Last updated on: September 9, 2013

Dental Malpractice Claims

Today, people visit the dentist’s office at least twice a year. Unfortunately, as visits increase, so do the number of dental malpractice issues. This is due to dentists branching out from the more common procedures that they are used to or are qualified to perform. Not unlike a medical malpractice situation, dentists can be guilty of performing a procedure, or conducting their practice in manners that do not meet the standards of their professional competency. When these substandard practices result in patient injury, a dental malpractice claim results. For success, claims require an expert testimony to address the standards required in that field, and how the dentists failed to meet them. Malpractice charges can be filed against the organization that is operating the practice, or against the dentist or specialist who performed the procedure and failed to identify the patient’s needs.

Dental Malpractice

Dentists should be held accountable for their treatments and medical judgement, and patients who are injured as a result of dental malpractice have the right to pursue legal claims, including filing a complaint with the state dental board, and filing a dental malpractice lawsuit.
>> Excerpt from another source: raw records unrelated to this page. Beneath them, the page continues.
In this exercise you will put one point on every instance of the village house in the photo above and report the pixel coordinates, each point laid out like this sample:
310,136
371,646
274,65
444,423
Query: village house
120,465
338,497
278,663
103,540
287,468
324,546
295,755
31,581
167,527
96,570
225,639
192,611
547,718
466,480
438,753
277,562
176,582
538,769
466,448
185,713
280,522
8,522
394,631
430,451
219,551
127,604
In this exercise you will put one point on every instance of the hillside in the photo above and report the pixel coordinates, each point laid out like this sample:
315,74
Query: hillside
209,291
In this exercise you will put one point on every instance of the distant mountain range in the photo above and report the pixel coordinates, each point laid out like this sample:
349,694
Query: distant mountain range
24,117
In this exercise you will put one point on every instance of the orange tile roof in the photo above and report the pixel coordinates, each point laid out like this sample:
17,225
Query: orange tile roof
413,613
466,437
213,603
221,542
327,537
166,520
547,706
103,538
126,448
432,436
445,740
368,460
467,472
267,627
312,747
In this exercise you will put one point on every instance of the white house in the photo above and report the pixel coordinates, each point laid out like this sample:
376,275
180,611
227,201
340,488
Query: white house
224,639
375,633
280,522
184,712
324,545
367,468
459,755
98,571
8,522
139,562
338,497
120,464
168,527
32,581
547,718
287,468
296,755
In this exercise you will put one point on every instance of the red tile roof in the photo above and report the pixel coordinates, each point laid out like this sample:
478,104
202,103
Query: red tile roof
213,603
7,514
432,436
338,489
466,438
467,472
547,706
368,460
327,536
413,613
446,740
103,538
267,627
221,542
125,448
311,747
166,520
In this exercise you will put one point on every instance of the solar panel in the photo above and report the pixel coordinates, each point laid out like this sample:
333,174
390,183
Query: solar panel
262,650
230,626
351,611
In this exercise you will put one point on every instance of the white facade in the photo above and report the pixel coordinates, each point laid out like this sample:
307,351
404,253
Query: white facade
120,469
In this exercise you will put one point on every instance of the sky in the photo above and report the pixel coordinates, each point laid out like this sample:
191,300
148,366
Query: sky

Common forms of dental malpractice include:

  • Wrongfully administered anesthesia
  • Infections caused by improperly sterilized dental equipment
  • Failure to diagnose and treat periodontal disease
  • Unwarranted delay in treatment
  • Misdiagnosis of a dental condition
  • Needless extraction of teeth

4 Elements Necessary  to Prove Dental Malpractice

1. The Existence of a Duty – You must to prove that your dentist has a duty to properly care for you.  This is implied by the dentist-patient relationship. This is easily proven through patient intake records.

2. A Breach of Care – You must prove that your dentist violated the standard of care.  The standard of care is roughly defined as what is clinically acceptable and recommended treatment and procedure given the medical condition and circumstances. For example, if your dentist was performing a root canal and cut too deep damaging a nerve, then that would be a violation of the standard of care. 

3. The Dentist Injured You –You must prove that the dentist injured you.  This shouldn’t be too hard since the reason most people decide to pursue a malpractice claim is because of an injury.

4. Proof that The Violation of Care Caused the Injury – You must prove that your injury occurred because of the dentist’s negligence.  For example, let’s say that Max goes to see Dr. Gums for a dental treatment.  Max only brushes his teeth three times a week, never flosses and has lots of cavities.  He goes to get hem filled from Dr. Gums.  While the dentist is drilling, he accidentally hits Max’s gums with the drill and causes a sore.  A few monthly later,Max has developed gum recession around his teeth. In order to win a lawsuit claiming that Dr. Gums caused his gum recession, Max must prove that it was the dentist’s drill that caused the gum recession, not his own poor oral hygiene,  which would be hard to prove.